BUJUMBURA, 12 fév (ABP) – Dans les quartiers populaires de Bujumbura, des milliers de bouteilles plastiques s’accumulent chaque jour. Jetées après consommation, elles finissent dans les caniveaux, longent les rivières et, inexorablement, aboutissent dans le lac Tanganyika. A Ruziba, en commune Mugere, une récente opération de collecte a mis en lumière l’ampleur d’un phénomène longtemps banalisé, mais aux conséquences environnementales graves.
Avec l’appui technique et financier du Conseil pour l’éducation et le développement (COPED), et grâce au financement de l’Union européenne à travers le projet ECOCIRC, l’Association des Jeunes Amis de la Nature (AJANAKA) a organisé, le samedi 31 janvier 2026, une campagne de sensibilisation communautaire. Celle-ci portait sur la gestion et la collecte des déchets solides.

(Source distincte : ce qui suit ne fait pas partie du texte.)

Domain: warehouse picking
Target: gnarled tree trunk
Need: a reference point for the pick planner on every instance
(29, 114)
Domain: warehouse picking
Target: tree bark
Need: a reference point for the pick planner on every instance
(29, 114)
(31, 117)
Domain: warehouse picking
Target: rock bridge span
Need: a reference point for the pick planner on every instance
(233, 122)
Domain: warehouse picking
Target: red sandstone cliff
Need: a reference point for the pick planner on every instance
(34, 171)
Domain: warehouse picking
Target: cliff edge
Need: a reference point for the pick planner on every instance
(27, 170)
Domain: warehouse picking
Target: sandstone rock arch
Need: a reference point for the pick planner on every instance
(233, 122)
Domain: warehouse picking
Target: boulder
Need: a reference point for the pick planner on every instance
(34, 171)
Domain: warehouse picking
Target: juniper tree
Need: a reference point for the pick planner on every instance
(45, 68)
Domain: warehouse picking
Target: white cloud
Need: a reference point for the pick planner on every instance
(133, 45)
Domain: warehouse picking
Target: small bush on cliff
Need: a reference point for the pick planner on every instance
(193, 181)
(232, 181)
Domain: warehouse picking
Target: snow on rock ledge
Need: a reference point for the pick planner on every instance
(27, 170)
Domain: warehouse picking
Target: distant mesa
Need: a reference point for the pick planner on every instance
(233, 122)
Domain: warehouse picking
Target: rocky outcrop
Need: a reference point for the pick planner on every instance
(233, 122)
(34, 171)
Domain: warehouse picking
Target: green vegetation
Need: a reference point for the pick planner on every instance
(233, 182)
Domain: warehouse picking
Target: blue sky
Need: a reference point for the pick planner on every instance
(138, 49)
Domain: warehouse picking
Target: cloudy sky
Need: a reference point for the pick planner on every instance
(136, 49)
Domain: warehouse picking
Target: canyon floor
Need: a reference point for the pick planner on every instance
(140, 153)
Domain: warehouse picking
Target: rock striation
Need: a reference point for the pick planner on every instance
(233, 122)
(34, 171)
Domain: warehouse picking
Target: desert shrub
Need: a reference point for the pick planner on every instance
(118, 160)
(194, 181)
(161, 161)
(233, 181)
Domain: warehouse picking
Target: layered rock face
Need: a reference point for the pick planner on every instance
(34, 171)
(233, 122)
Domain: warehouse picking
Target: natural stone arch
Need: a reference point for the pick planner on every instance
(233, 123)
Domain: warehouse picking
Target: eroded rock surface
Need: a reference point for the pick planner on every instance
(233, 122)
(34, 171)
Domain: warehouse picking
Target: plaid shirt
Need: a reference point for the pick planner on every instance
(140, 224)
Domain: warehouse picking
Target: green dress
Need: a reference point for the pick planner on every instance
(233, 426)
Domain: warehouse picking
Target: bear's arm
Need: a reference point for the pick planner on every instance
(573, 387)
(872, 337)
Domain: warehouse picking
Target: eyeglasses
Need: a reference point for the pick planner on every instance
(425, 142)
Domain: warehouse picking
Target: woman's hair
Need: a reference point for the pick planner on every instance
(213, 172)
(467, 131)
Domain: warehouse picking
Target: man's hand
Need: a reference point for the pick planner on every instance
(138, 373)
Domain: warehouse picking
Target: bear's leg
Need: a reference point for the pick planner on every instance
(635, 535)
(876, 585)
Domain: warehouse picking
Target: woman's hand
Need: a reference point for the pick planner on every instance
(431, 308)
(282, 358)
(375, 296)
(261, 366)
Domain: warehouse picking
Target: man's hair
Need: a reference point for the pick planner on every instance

Quand la pollution devient visible
Un samedi matin, autour du marché de Ruziba, les déchets ne sont plus visibles. Gants aux mains et sacs sur les épaules, des jeunes membres de l’AJANAKA, des cadres du projet ECOCIRC et des agents administratifs sillonnent les ruelles, les abords des routes et les caniveaux. En quelques heures, les sacs se remplissent presque exclusivement de bouteilles plastiques, majoritairement issues de boissons alcoolisées à bas prix.
« Ce que vous voyez ici n’est qu’une petite partie du problème, » confie un volontaire. A chaque pluie, explique-t-il, ces déchets sont entraînés vers les rivières, puis vers le lac Tanganyika, où ils deviennent une menace directe pour la biodiversité aquatique.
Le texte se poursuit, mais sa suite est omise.